Dow futures dropped 157 points or 0.46%. S&P 500 futures were off 0.78% and Nasdaq 100 futures slipped 0.25%.
Some of the early stock losses were offset by strong Target earnings, as the Big Box retailer posted profit of $3.19 a share that was well ahead of Wall Street estimates. Shares jumped nearly 10% in premarket trading.
The decline in index futures came as satellite cameras captured a convoy of Russian military vehicles apparently on its way to Kyiv, the Ukrainian capital.
Financial stocks were some of the biggest early losers in Tuesday premarket trading, with Bank of America down 2%, Citigroup off 1.8% and Charles Schwab lower by 1.5%.
Treasury yields were mostly lower, with the benchmark 10-year note most recently at 1.7%, its lowest since Jan. 24. Yields move opposite prices, so the decline represents a rush into safe-haven bonds amid the stock market turmoil.

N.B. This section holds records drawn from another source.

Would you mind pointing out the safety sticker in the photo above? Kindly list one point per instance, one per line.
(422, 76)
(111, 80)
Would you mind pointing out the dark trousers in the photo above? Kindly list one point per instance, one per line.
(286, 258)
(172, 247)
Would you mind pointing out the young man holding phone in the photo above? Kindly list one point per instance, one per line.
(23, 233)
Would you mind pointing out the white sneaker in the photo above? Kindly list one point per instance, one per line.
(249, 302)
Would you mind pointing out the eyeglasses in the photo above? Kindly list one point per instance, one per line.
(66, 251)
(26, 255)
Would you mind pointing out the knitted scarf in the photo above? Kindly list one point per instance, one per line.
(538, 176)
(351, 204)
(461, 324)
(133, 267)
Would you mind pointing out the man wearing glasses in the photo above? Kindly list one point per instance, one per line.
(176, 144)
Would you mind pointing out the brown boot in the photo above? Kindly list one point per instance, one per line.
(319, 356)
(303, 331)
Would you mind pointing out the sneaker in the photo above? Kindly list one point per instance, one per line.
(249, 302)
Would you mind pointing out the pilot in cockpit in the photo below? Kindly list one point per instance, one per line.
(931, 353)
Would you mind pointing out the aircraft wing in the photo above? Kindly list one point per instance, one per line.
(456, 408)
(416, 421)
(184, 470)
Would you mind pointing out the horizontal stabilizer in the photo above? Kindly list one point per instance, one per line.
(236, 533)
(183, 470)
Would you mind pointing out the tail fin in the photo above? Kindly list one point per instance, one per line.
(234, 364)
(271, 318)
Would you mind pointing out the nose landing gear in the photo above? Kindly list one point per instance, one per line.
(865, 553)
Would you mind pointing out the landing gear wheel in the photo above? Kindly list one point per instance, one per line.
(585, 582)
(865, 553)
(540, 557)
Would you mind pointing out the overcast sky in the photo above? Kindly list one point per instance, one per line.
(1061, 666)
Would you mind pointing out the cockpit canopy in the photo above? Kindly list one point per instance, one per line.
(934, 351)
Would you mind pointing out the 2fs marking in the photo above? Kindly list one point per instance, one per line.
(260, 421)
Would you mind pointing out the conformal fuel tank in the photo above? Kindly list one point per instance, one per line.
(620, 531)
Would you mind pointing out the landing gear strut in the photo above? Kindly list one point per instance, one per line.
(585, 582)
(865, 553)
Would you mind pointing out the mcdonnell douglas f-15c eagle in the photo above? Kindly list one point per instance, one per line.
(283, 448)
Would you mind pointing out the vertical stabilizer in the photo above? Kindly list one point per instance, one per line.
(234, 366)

As futures fell, energy prices rose, with West Texas Intermediate oil up 3.3% to $98.87 a barrel and Brent crude climbing 3.8% to $101.68. Natural gas was up 2.2% as well.
Ukrainian and Russian officials wrapped up a critical round of talks Monday.
In a volatile session Monday, the Dow Jones Industrial Average lost nearly 170 points. The S&P 500 dropped 0.24% and the Nasdaq Composite rose 0.4%.
Meanwhile, the central bank of Russia more than doubled its key interest rate on Monday, as the ruble plummeted after heavy sanctions were imposed on Moscow by the West.
JPMorgan’s Marko Kolanovic said Monday the worst of the Russia-Ukraine sell-off might be over.
“The Russia/Ukraine crisis will continue to produce market volatility, but the direct impact on corporate earnings should be small. Indirect risks are more substantial, given effects of higher commodity prices on inflation, growth, and consumers,” Kolanovic said in a Monday afternoon note. “However, one silver lining is that the crisis forced a dovish reassessment of the Fed by the market.”
Investors are also gearing up to hear from Federal Reserve Chair Jerome Powell in his semiannual hearing at House Committee on Financial Services, which begins on Wednesday.
Monday also marked the final trading day of February. The Dow lost 3.5% for the month. The S&P 500 and Nasdaq fell 3.1% and 3.4%, respectively.
Looking to Tuesday, big box retailer Target reports earnings before the bell and cloud giant Salesforce reports after the close.
On the economic front, February’s Markit Manufacturing PMI will be released at 9:45 a.m. on Tuesday. ISM manufacturing PMI for February will be out at 10 a.m.